OK, seems promising, right? Except here in Dollar Store Gilead we can’t have nice things.
While in Cabell County Saxe removed all elementary school librarians under the guise of creating a balanced budget. His solution to the problem of children not knowing how to use a library? They could use the local public library. You can guess what happened next: the Board of Education had the responsibility for funding public libraries and the very nice Cabell County park system, and Saxe and his buddies came for library and park funding, while going forward with plans to build a new school, in a school district that has lost enrollees in the post-Covid world.
Oh and Saxe got some nice raises every year, too.
In the end the voters mobilized and defeated his levy plan and will try again in the fall. And Saxe jumped ship to a new county.
There’s no question that WV schools are in trouble, with the post-Covid era’s lower enrollments and accordingly lower state funding. But extremists always come for the libraries. I’ll let a librarian explain why public libraries are so important:
She said books are the centerpiece of the libraries. But she noted they also provide knitting clubs, toddler time, story hours, audio-books, 3-D printers, help for homeschooling parents, genealogy databases, teen internships and even in-house social workers.
Libraries provide free notary services and computer access for people who wouldn’t otherwise have it. They also bring books to homebound people.
[deletia]
Less library funding might be felt the most at smaller branches in the Cabell library system.
At the West Huntington Public Library, Olivia Picklesimer, branch manager, noted that it’s a low-income area and many patrons are seniors.
She said if her branch closes, her patrons who don’t have cars won’t have any library to visit.
Latchkey kids also go to the library after school or during the summer because their parents are working but still can’t pay for childcare.
Some people who are homeless visit the library during the day to get out of the heat or cold, and some people who stay in homeless shelters are required to leave during the day.
“We’re the last place that population can go where they can just go to just be, to just exist,” she said. “And if we’re gone, where are they gonna go?”
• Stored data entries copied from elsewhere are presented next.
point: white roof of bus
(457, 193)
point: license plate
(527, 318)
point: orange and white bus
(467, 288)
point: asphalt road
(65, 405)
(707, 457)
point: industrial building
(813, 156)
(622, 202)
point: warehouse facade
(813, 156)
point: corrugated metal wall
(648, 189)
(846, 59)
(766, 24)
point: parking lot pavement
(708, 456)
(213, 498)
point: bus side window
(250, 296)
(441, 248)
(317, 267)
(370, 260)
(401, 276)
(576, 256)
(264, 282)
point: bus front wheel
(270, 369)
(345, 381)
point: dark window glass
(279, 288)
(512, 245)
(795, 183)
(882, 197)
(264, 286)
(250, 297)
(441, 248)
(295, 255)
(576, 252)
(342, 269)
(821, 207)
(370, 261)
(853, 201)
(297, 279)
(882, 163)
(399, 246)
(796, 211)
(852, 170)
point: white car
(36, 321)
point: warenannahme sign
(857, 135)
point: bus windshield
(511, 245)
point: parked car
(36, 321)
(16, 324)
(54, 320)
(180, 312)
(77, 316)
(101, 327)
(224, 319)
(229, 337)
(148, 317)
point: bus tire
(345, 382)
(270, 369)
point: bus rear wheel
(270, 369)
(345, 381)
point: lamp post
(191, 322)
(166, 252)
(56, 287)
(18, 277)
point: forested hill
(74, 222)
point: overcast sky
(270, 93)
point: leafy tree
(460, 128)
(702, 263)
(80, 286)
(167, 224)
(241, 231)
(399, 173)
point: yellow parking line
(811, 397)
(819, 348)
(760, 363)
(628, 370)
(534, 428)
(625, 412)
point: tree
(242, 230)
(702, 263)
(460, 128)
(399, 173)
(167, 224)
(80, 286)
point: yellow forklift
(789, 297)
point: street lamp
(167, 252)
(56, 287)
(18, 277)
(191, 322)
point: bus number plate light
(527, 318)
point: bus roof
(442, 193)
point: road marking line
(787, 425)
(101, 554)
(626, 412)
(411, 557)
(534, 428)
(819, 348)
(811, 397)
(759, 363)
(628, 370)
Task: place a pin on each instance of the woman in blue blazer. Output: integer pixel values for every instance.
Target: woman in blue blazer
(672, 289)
And that’s why extremists hate public schools and public libraries—they are places for community and ways to gather in the people left behind in society: poor people, kids, unhoused people, vulnerable people. It’s harder to scare people when they are together.
I’ll close with a song about all of us standing together:

Right-wing extremists hate public schools , public libraries , public housing , public transportation , public broadcasting , public-sector unions , public financing of elections , and anything else that benefits the public. If you’re part of the American public , the right wing hates you.